The lead singer (who plays one of the recorders, and later in the same song, a bassoon) is some soft, hippy, beard-wearing, psychadelic, delicate little flower called Bon Scott.

https://www.youtube.com/watch?v=hZY2nl2CwLc

Actually, it seem that the term “tannerin” was only used for the reissue of the instrument in the late 90s. It would have been called the electro-theramin at the time of the Beach Boys recording.

And, speaking of, are you familiar with the ondes martenot? It came out at around the same time as the theramin (from what I can tell, both hit the scene around 1928) and with a similar sound. Looks and plays more like an electro-theramin/tannerin, too.

This is another effect that Shaun Davey uses well. In one of the movements of “The Pilgrim,” there is an extended sequence of drum-only music – extremely effective! – and the “strike-in” comes in behind the drums, until, with a blast and a flare, the pipes let go with all their might. The recording is before a live audience, and they holler like anything!

Thank you for teaching us that term!

Hooray the pipes!

I’m not fond of the lute/recorder/flute instruments. Whatever it was that Cain played on Kung Fu. Didn’t hate it but I’d never intentionally seek that music out.

kazoo is that even considered a real musical instrument?

A lot of percussion instruments are meant to be used sparingly. Adding just a bit of flavor to the music. Too much can be annoying.

Like the Oscar Meyer Wiener Whistle…kinda yeah.

(Heck, look at the Toy Symphony by Leopold Mozart, long and mistakenly attributed to Haydn. All of the toys are now “real” musical instruments, if only because of their inclusion in this work!)

(And the cannons from the 1812 Overture!)

That was the '70s.

The lute is a stringed instrument.

I used to work at a clinic that had piped-in Muzak. My absolute favorite song was their version of Jethro Tull’s “Living In The Past” with the melody played on a trombone. :eek: :cool: I have never been able to find it online or elsewhere.

I played the clarinet when I was a kid and am generally not fond of its sound. Really. However, some of you Canadian Dopers may remember this song, by the band Saga, that has a clarinet solo and in this case, it’s appropriate.

“FM” or “DX” piano.

The digital piano sound of the 80’s: too tacky, too artificial, too glassy, not bold as real Fender Rhodes, not raspy as Wurlitzer. Smooth, abrasive yet dull and overly “precious”. I hate it.

Yikes! That electronic piano raised the same icky vibes that I get from too much of that “Hawaiian” effect – the slide-guitar thing that stereotypically ends a Hawaiian love-song.

(“Pedal Steel Guitar.” Hadda look it up.)

A little of that is okay, but too much very quickly becomes way damned stinking too much.

It’s also nearly impossible to control the pitch - I know, because we have one. It’s a great toy. But although you can find examples of it being played as a serious instrument, it always sounds awful to me.

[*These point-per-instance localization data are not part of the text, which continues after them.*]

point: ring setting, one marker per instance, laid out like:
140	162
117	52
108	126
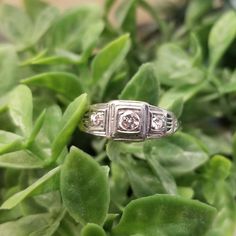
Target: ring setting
129	121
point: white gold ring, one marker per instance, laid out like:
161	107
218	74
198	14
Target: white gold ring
129	121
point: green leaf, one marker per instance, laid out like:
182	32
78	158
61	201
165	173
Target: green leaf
20	160
179	154
15	25
64	83
221	36
68	30
177	107
175	67
166	179
39	187
49	230
126	17
144	86
183	92
196	10
21	108
10	142
51	125
69	122
43	22
26	225
108	60
142	179
119	184
81	179
8	68
164	215
90	38
215	173
34	7
92	230
36	129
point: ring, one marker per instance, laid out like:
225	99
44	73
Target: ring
129	121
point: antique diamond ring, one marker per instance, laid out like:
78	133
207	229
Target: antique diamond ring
128	120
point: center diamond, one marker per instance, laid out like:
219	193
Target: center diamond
129	121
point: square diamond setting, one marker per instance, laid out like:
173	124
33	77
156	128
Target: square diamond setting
128	120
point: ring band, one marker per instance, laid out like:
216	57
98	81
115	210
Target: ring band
128	120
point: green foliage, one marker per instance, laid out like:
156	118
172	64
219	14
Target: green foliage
54	64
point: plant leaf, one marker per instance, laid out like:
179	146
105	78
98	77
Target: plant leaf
10	142
49	230
221	36
15	25
196	10
81	179
108	60
20	160
69	122
64	83
69	28
179	154
26	225
36	129
184	92
8	68
43	22
92	230
143	86
164	215
175	67
34	7
39	187
21	108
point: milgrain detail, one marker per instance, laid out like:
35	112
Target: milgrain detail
128	120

“digital piano sound of the 80’s” immediately brought to mind the DX-7 sound. Ugh. Every song from that era has the same sound, along with the plate reverb sound on the drums. Not terrible, but dated.

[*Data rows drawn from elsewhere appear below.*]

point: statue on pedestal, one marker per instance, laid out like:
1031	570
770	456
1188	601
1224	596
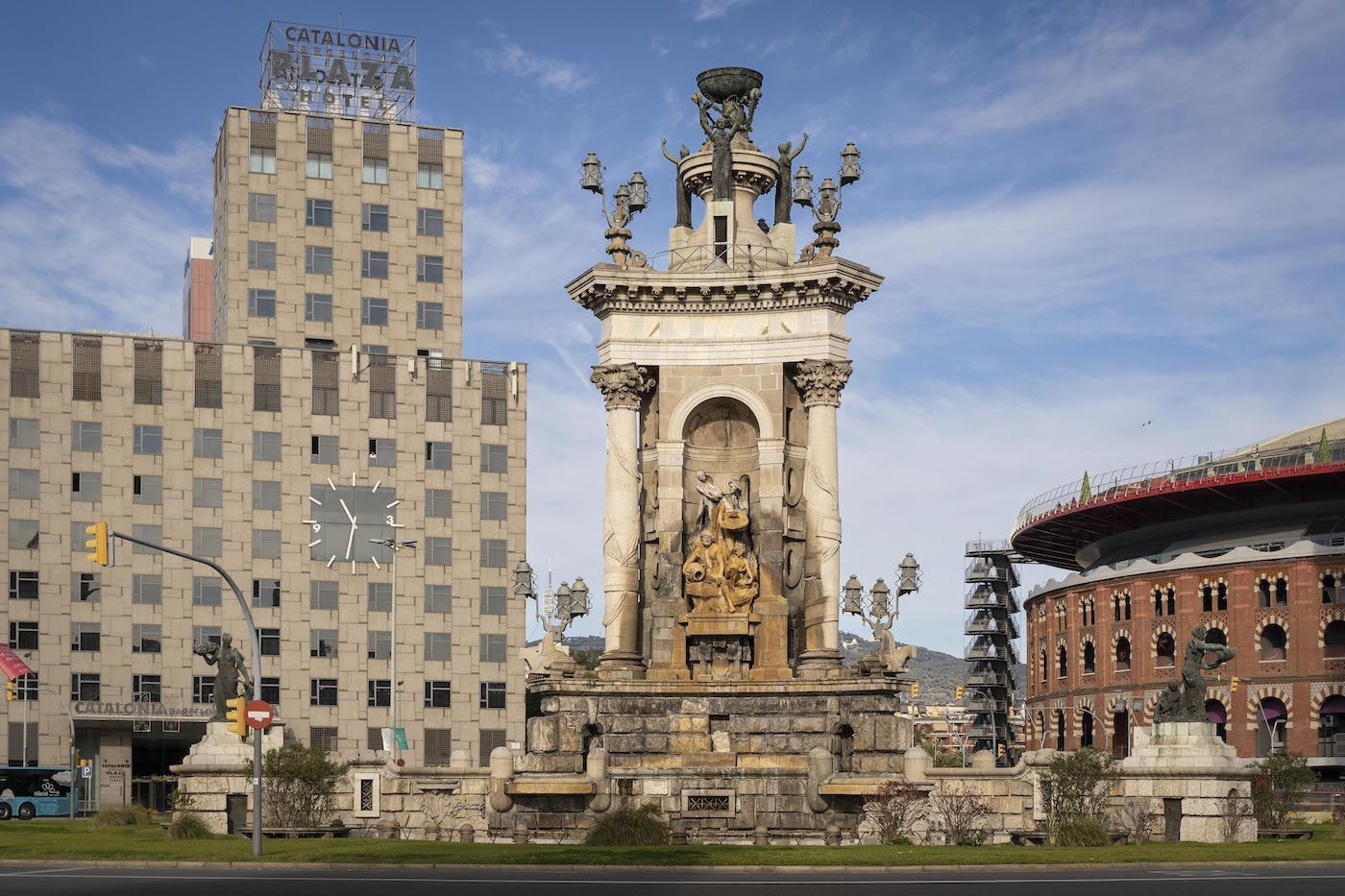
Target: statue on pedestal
232	671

I grew up listening to Elvis and Country & Western, both inflicted on me by my mom. I can only take either in small doses. I have identified the pedal steel guitar as the most annoying element of C&W music to me–it gives me a headache.

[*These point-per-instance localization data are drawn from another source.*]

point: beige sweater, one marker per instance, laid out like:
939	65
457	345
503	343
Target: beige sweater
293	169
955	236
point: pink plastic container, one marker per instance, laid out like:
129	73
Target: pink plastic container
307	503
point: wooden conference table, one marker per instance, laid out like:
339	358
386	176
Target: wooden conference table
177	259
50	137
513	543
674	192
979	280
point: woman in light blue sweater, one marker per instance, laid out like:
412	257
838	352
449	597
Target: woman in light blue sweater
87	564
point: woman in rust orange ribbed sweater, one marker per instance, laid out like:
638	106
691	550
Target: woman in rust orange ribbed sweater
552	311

I’ve never liked the clarinet, especially as used in classical music*. Even when the performer is obviously very good, it’s an annoying reedy-sounding thing.

Same for the recorder. It sounds like something kids would’ve bought at the corner novelty store, and tends to make compositions in which it’s used resemble P.D.Q. Bach parodies.

*not a whole lot better in jazz/swing, but barely tolerable.